Species of butterfly

Dingana alaedeus, the Wakkerstroom widow, is a butterfly of the family Nymphalidae. It is only known from high altitude grassland at about 2,000 meters. It has a short flying period in summer. The specific name means “god of the wing” in Latin.

==Range and habitat==
It ranges from the southern part of the Mpumalanga province to adjacent KwaZulu-Natal, South Africa. The species is found approximately at the center of the range of D. dingana, with no apparent geographical barriers to isolate the two. The habitat is steep grassy slopes and bushy ridges.

==Description==
The wingspan is 51–55 mm for males and 50–54 mm for females. Compared to nominate D. dingana it is smaller with a more swarthy background colour, while a large orange-red patch covers the postdiscal area. The flight resembles that of other Dingana species.

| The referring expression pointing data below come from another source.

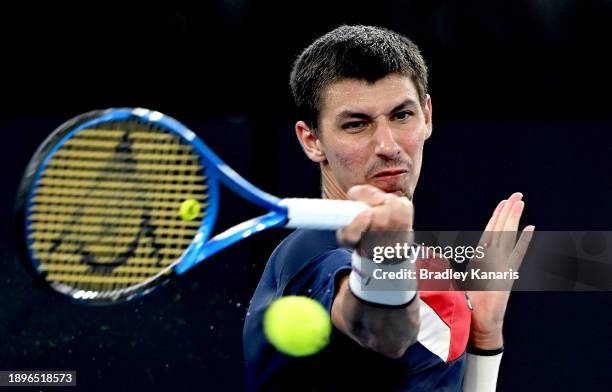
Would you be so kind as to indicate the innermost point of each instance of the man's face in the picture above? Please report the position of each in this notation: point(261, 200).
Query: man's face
point(373, 134)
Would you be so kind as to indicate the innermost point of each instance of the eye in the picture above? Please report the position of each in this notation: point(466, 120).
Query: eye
point(403, 115)
point(354, 125)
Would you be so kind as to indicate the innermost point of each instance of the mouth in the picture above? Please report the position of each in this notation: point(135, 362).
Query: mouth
point(390, 173)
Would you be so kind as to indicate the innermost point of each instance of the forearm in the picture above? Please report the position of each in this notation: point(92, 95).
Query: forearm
point(388, 331)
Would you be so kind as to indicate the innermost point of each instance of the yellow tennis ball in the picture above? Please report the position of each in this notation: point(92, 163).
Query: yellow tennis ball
point(297, 326)
point(190, 209)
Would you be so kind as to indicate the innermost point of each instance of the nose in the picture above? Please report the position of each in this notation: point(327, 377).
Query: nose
point(385, 145)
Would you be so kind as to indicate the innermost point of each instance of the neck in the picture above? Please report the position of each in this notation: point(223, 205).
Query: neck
point(329, 186)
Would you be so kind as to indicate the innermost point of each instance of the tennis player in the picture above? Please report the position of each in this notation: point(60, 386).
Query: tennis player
point(365, 114)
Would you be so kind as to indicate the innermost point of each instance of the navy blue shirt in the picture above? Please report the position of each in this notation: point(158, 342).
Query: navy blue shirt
point(310, 263)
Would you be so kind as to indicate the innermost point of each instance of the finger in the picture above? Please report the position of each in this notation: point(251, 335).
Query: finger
point(367, 194)
point(521, 247)
point(508, 236)
point(381, 217)
point(351, 234)
point(503, 215)
point(485, 239)
point(493, 219)
point(401, 213)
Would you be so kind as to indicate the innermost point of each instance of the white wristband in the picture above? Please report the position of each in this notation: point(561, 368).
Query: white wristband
point(481, 372)
point(383, 284)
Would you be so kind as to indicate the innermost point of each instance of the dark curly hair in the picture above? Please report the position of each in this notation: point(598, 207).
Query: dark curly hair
point(360, 52)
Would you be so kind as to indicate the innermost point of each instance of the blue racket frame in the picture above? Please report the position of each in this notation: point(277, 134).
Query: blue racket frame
point(215, 170)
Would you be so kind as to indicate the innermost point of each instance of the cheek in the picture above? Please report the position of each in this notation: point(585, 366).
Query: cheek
point(344, 160)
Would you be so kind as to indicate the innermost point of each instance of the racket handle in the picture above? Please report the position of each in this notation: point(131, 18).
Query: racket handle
point(321, 214)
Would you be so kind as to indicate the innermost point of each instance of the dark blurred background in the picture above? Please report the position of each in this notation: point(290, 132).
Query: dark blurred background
point(520, 93)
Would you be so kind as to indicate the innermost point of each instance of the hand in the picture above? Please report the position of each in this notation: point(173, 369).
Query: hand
point(501, 254)
point(389, 214)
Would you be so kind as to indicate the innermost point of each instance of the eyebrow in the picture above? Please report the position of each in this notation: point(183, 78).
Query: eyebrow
point(407, 103)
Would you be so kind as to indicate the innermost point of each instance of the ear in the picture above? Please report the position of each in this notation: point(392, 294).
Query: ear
point(310, 142)
point(428, 117)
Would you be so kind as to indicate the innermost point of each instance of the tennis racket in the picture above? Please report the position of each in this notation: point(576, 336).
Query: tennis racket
point(117, 202)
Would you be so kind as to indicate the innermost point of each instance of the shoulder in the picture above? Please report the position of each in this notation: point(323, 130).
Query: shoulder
point(305, 252)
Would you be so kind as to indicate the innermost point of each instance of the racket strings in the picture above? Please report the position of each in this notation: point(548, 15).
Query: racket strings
point(104, 216)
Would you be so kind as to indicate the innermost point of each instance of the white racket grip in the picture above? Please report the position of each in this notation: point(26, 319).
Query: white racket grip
point(321, 214)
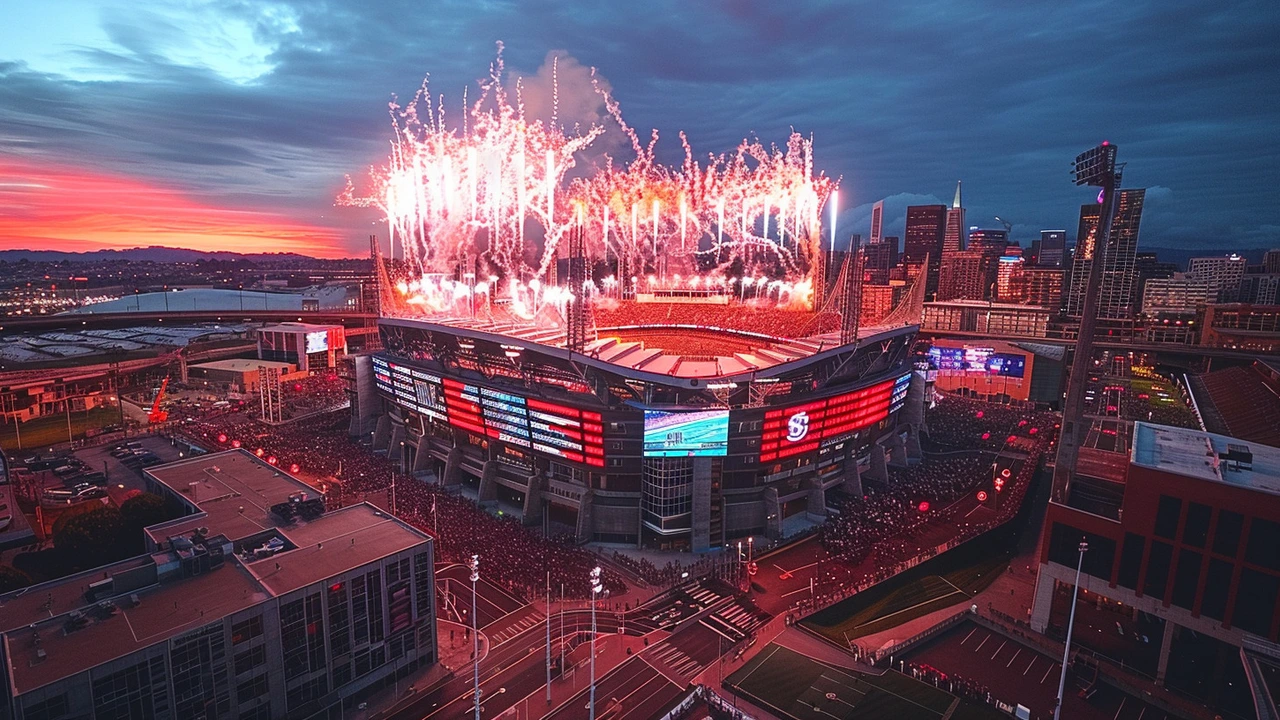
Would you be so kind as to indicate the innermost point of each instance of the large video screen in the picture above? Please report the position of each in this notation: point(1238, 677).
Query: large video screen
point(978, 360)
point(318, 341)
point(681, 433)
point(803, 428)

The discal line on the hindwing's underside angles acutely inward at vein M3, as opposed to D. dingana where the discal line is curved throughout. The upperside of the front wing has at least two ocellate spots that are fused together. The clubs of the antennae are more rounded than in either D. dingana or D. bowkeri, and the tibiae and tarsi of the front legs are also proportionally larger than in the aforementioned species. The genitalia are comparable to that of D. dingana.

==Biology==
Adults are on wing from mid-October to December (with a peak in November or December). There is one generation per year. The larvae probably feed on various Poaceae species, and have been reared on Pennisetum clandestinum.